While most of these can be stored on the RWX file-system, it is recommended to use an external S3-compatible object storage for such, mainly for performance reasons.
By default the chart provisions a single RWO volume to store everything (repos, avatars, packages, etc.).
This volume cannot be mounted by multiple pods.
Hence, a RWX volume is required and (optionally) an external HA-ready object storage.
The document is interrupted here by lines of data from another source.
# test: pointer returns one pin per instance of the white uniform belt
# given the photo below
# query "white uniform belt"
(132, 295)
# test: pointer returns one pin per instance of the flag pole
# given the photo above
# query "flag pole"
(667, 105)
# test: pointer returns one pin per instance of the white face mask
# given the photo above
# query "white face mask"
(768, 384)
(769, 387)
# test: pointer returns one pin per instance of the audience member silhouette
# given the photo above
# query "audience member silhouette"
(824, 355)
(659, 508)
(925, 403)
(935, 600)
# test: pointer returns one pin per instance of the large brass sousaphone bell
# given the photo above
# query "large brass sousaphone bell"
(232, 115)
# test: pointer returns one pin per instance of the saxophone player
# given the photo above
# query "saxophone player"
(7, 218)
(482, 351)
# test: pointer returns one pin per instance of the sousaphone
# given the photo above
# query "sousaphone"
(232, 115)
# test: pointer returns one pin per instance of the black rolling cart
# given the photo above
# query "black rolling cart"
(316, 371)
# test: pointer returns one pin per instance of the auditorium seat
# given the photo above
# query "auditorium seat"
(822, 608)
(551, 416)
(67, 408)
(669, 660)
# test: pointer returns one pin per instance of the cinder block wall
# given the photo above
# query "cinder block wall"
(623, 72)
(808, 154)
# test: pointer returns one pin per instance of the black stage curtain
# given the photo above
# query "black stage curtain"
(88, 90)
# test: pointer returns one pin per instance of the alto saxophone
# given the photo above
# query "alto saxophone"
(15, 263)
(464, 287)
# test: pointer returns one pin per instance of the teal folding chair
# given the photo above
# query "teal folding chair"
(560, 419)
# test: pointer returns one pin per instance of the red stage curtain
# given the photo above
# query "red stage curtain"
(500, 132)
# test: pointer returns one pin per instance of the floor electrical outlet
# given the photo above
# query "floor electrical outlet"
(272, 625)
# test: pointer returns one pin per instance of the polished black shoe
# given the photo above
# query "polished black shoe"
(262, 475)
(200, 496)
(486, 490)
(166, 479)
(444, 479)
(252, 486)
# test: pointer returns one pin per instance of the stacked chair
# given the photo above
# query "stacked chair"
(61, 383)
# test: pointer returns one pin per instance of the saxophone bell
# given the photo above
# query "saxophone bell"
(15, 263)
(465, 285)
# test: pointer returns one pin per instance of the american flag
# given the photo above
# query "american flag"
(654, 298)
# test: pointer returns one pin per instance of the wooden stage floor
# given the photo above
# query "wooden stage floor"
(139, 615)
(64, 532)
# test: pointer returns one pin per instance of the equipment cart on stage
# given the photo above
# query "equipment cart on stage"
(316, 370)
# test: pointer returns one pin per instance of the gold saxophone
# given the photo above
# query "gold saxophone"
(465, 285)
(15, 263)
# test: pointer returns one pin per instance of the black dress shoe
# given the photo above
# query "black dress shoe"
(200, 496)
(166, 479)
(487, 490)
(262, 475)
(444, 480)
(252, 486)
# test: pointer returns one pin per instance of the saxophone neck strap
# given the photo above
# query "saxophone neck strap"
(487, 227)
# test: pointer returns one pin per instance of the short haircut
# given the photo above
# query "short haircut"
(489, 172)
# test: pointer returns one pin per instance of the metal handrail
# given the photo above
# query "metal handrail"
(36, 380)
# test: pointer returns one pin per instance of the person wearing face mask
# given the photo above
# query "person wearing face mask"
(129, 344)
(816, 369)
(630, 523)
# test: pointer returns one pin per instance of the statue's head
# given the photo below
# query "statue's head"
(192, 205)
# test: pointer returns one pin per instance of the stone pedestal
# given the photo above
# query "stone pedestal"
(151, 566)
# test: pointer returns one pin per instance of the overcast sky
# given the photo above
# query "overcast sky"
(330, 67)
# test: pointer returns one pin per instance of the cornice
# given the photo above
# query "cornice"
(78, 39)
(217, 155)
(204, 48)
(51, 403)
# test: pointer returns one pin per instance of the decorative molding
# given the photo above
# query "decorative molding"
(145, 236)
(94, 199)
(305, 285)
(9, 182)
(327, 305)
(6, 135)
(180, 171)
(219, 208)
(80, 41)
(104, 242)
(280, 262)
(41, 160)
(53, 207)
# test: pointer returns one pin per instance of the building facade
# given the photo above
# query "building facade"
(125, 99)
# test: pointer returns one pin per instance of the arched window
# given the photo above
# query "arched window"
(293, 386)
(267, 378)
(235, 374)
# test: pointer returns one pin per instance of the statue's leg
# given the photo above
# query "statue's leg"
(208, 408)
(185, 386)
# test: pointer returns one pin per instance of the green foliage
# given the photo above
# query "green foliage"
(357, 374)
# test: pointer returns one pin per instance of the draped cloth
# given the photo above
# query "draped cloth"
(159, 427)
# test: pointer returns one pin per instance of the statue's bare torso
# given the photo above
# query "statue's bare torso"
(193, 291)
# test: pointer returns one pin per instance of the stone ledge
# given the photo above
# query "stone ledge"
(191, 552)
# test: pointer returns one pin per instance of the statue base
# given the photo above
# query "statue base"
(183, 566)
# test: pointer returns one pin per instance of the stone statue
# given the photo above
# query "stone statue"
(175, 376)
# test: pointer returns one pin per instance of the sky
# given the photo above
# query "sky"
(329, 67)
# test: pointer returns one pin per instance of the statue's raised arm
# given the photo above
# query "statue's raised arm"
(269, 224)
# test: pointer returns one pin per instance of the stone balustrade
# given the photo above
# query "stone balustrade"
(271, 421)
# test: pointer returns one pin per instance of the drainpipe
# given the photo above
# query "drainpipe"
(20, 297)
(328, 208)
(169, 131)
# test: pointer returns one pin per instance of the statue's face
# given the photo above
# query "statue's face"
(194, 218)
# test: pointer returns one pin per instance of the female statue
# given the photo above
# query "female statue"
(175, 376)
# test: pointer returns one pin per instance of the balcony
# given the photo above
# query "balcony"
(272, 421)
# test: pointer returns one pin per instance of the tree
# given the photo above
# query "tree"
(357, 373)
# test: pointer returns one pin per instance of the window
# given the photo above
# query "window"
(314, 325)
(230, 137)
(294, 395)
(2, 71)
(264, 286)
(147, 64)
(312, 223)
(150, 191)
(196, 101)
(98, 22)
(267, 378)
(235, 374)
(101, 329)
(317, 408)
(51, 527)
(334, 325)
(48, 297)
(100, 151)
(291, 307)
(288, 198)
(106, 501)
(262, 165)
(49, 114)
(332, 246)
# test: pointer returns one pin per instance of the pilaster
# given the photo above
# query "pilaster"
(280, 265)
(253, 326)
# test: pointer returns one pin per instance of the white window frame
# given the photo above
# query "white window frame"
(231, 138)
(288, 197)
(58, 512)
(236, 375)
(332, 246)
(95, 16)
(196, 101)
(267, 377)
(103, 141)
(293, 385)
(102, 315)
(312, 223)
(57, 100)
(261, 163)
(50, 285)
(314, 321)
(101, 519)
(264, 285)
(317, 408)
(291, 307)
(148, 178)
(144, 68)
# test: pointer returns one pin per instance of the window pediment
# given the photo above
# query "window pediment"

> **Note:** Double-check that the file permissions are set correctly on the RWX volume! That is everything should be owned by the `git` user which usually has `uid=1000` and `gid=1000`.
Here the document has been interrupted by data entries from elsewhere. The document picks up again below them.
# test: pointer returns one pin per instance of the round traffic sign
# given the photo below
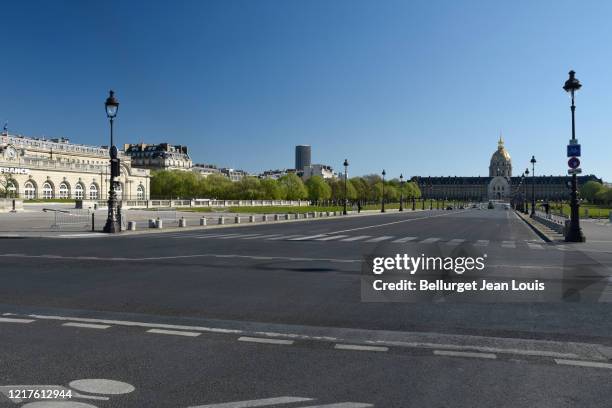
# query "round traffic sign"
(573, 163)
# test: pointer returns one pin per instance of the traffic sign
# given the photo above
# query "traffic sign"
(573, 163)
(573, 150)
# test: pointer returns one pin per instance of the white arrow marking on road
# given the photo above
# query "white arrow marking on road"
(255, 403)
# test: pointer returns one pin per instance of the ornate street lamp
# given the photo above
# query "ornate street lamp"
(401, 192)
(345, 185)
(533, 162)
(575, 233)
(382, 209)
(113, 221)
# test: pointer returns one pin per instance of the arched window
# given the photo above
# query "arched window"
(79, 191)
(47, 191)
(29, 191)
(93, 192)
(140, 192)
(64, 191)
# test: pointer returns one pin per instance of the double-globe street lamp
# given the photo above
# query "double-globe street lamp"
(533, 162)
(113, 221)
(575, 233)
(382, 208)
(345, 185)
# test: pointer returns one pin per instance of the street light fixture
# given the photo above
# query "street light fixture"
(575, 233)
(382, 209)
(113, 221)
(345, 185)
(533, 162)
(401, 192)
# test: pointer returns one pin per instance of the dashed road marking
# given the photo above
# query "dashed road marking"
(255, 403)
(358, 347)
(464, 354)
(174, 332)
(87, 325)
(265, 340)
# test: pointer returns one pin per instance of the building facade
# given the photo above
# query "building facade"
(500, 184)
(162, 156)
(34, 168)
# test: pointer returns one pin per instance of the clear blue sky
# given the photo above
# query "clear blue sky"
(415, 87)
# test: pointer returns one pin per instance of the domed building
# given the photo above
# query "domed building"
(499, 185)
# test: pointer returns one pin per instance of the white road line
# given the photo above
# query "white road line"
(508, 244)
(174, 332)
(283, 237)
(359, 347)
(402, 240)
(333, 237)
(357, 238)
(255, 403)
(429, 240)
(307, 238)
(592, 364)
(264, 340)
(342, 405)
(10, 320)
(87, 325)
(378, 239)
(464, 354)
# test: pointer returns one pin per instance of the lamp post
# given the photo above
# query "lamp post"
(533, 162)
(345, 185)
(382, 209)
(575, 233)
(113, 221)
(401, 192)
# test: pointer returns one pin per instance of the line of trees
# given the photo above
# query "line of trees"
(184, 184)
(596, 193)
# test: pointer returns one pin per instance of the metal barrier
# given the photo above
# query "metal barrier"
(70, 218)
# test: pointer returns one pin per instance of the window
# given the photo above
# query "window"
(47, 191)
(140, 192)
(93, 192)
(79, 191)
(64, 191)
(29, 190)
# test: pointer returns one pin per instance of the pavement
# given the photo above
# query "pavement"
(272, 315)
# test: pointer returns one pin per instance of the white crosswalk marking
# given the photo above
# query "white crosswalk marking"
(430, 240)
(508, 244)
(331, 238)
(357, 238)
(402, 240)
(378, 239)
(456, 241)
(255, 403)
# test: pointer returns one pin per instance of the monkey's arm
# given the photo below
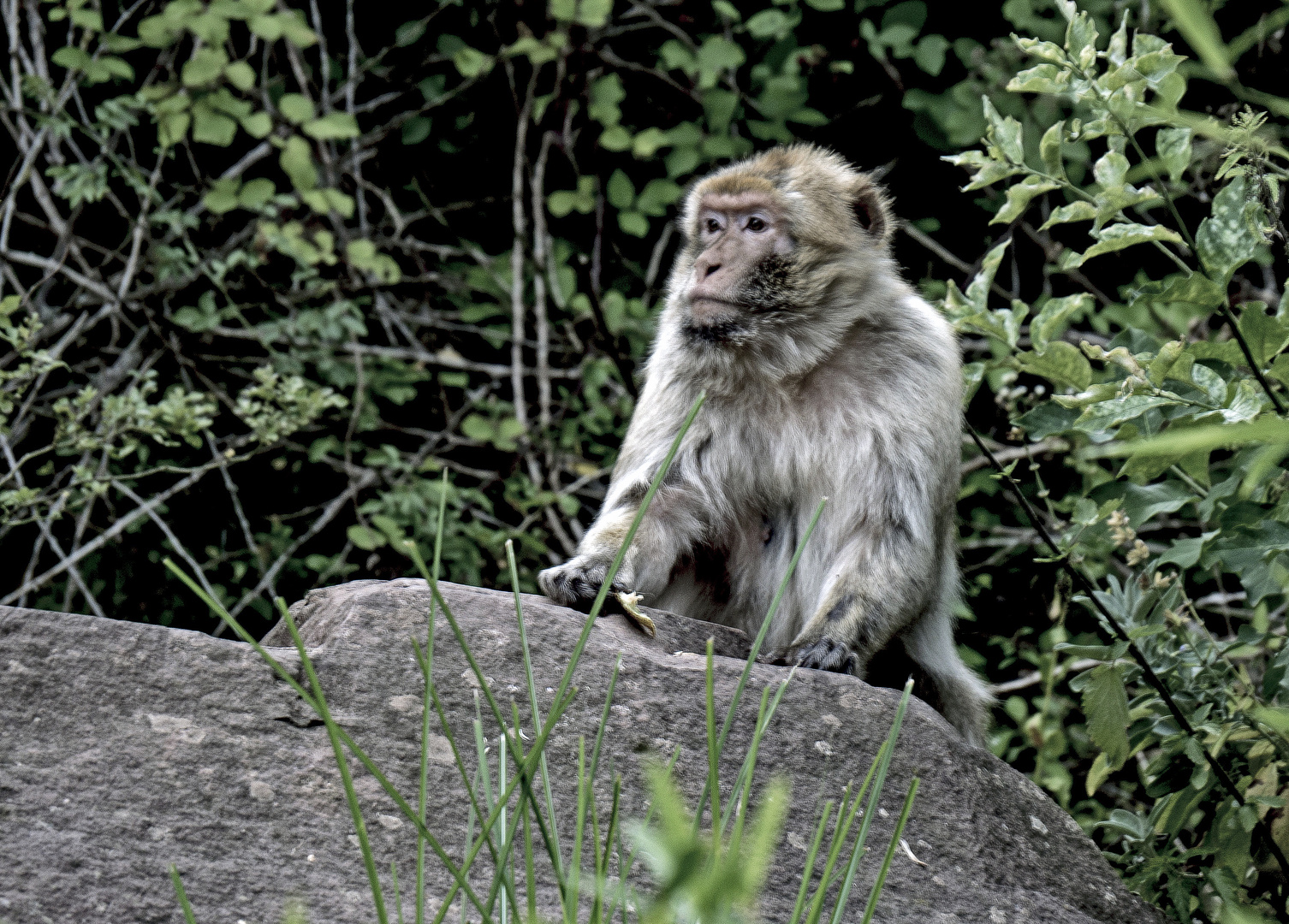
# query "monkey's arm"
(674, 519)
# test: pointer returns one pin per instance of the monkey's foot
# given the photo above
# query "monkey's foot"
(576, 583)
(829, 654)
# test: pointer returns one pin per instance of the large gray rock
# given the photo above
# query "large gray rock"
(125, 748)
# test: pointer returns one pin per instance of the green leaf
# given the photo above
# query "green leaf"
(417, 129)
(1041, 79)
(204, 68)
(409, 33)
(930, 55)
(258, 124)
(1105, 705)
(255, 193)
(89, 20)
(1049, 150)
(1098, 773)
(472, 62)
(615, 138)
(365, 539)
(1265, 334)
(1173, 147)
(656, 196)
(1061, 364)
(1080, 210)
(222, 196)
(1056, 316)
(1184, 553)
(71, 57)
(1270, 429)
(1116, 237)
(1197, 26)
(172, 127)
(1106, 415)
(240, 75)
(718, 109)
(1228, 237)
(1195, 289)
(633, 223)
(295, 107)
(297, 163)
(1004, 134)
(326, 200)
(728, 9)
(619, 191)
(1019, 196)
(1143, 501)
(716, 56)
(769, 23)
(211, 127)
(603, 97)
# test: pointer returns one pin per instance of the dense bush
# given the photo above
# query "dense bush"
(267, 271)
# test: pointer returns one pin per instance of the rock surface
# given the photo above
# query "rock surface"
(125, 748)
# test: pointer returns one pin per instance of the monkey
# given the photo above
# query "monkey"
(827, 376)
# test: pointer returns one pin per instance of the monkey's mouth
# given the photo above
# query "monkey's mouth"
(713, 305)
(720, 331)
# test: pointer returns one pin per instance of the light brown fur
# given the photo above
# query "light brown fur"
(829, 376)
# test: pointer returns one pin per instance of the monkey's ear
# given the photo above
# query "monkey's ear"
(873, 209)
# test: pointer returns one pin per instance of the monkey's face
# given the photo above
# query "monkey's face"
(743, 270)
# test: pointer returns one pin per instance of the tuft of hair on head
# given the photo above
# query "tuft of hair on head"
(817, 190)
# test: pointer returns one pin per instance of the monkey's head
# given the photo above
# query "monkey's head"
(779, 250)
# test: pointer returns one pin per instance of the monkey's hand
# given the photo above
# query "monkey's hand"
(576, 583)
(828, 654)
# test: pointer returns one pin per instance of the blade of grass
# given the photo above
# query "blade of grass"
(851, 802)
(575, 656)
(713, 754)
(743, 791)
(348, 740)
(886, 862)
(471, 789)
(506, 868)
(579, 824)
(343, 764)
(624, 870)
(555, 855)
(481, 770)
(809, 873)
(603, 718)
(746, 770)
(884, 758)
(425, 713)
(394, 875)
(183, 896)
(756, 649)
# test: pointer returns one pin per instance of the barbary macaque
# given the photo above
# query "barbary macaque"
(827, 376)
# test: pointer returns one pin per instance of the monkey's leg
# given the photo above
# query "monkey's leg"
(887, 582)
(576, 582)
(955, 691)
(845, 636)
(672, 524)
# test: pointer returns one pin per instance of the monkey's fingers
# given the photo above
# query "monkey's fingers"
(829, 654)
(629, 602)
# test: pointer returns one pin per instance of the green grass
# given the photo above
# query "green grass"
(707, 865)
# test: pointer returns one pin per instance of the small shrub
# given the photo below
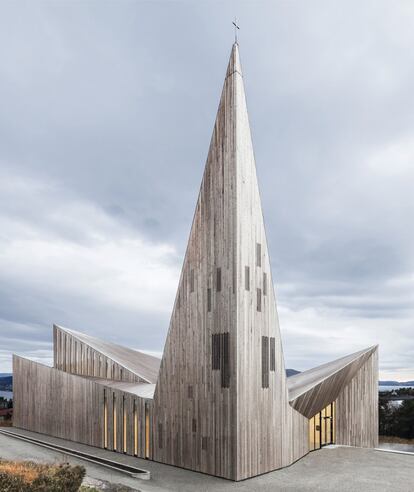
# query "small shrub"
(33, 477)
To use `minio` you need to deploy and configure an external `minio` instance yourself and explicitly define the `STORAGE_TYPE` values as shown below.
Note that `MINIO_BUCKET` here is just a name and does not refer to a S3 bucket.
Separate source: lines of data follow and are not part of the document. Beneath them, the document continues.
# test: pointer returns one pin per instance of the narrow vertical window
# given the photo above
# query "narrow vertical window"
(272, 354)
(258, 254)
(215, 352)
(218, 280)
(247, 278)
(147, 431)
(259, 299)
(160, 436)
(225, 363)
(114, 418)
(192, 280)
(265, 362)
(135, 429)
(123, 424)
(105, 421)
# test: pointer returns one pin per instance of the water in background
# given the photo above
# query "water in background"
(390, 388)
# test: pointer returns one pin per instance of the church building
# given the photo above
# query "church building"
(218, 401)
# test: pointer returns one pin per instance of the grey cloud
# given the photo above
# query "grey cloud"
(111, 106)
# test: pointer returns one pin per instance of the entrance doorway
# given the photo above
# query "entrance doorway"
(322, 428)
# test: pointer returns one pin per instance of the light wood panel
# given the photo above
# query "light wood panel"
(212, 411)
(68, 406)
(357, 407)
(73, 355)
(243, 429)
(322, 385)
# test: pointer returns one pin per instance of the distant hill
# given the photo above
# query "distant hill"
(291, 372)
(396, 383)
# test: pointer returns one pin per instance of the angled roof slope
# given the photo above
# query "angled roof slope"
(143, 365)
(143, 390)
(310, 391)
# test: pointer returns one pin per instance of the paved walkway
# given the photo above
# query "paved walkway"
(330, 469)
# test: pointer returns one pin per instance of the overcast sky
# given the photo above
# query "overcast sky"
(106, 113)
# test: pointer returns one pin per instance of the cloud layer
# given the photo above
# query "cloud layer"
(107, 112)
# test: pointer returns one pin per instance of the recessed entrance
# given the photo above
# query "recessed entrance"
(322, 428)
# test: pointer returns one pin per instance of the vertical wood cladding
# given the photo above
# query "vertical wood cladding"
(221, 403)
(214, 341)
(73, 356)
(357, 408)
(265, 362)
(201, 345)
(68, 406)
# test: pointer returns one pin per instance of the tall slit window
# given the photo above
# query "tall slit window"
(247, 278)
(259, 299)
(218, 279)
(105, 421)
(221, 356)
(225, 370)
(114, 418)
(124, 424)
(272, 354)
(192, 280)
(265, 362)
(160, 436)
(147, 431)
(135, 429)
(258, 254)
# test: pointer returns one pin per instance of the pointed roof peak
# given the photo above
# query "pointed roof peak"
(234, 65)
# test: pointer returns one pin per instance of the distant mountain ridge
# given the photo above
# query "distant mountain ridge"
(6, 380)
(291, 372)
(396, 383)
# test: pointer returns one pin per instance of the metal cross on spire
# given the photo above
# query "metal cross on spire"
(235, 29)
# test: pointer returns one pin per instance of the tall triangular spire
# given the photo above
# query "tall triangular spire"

It's the root access point for all objects belonging to the respective application, i.e., to Gitea in this case.
```yaml
gitea:
config:
attachment:
STORAGE_TYPE: minio
lfs:
STORAGE_TYPE: minio
picture:
AVATAR_STORAGE_TYPE: minio
"storage.packages":
STORAGE_TYPE: minio
storage:
MINIO_ENDPOINT: <minio-headless.<namespace>.svc.cluster.local:9000>
MINIO_LOCATION: <location>
MINIO_ACCESS_KEY_ID: <access key>
MINIO_SECRET_ACCESS_KEY: <secret key>
MINIO_BUCKET: <bucket name>
MINIO_USE_SSL: false
```
Exemplary configuration for the [bitnami minio](https://github.com/bitnami/charts/blob/main/bitnami/minio) chart:
```yaml
auth:
rootUser: minio
mode: distributed
replicaCount: 4
persistence:
enabled: true
size: 20Gi
accessModes:
- ReadWriteOnce
```
## Database
If you do not have an HA-ready DB, using a managed database service in the cloud might be the easiest and most robust solution.
Remember: disable the built-in `postgres` dependency and configure the database connection manually via `gitea.config.database`:
```yml
gitea:
database:
builtIn:
postgresql:
enabled: false
config:
database:
DB_TYPE: postgres
HOST: <host>
NAME: <name>
USER: <user>
```
## Known issues
- Currently Cron jobs are run on all replicas as no leader election is implemented.
See [https://github.com/go-gitea/gitea/issues/13791](https://github.com/go-gitea/gitea/issues/13791) for a discussion and possible solution.
- Running with multiple replicas slows down Gitea a bit, i.e. page loading time increases.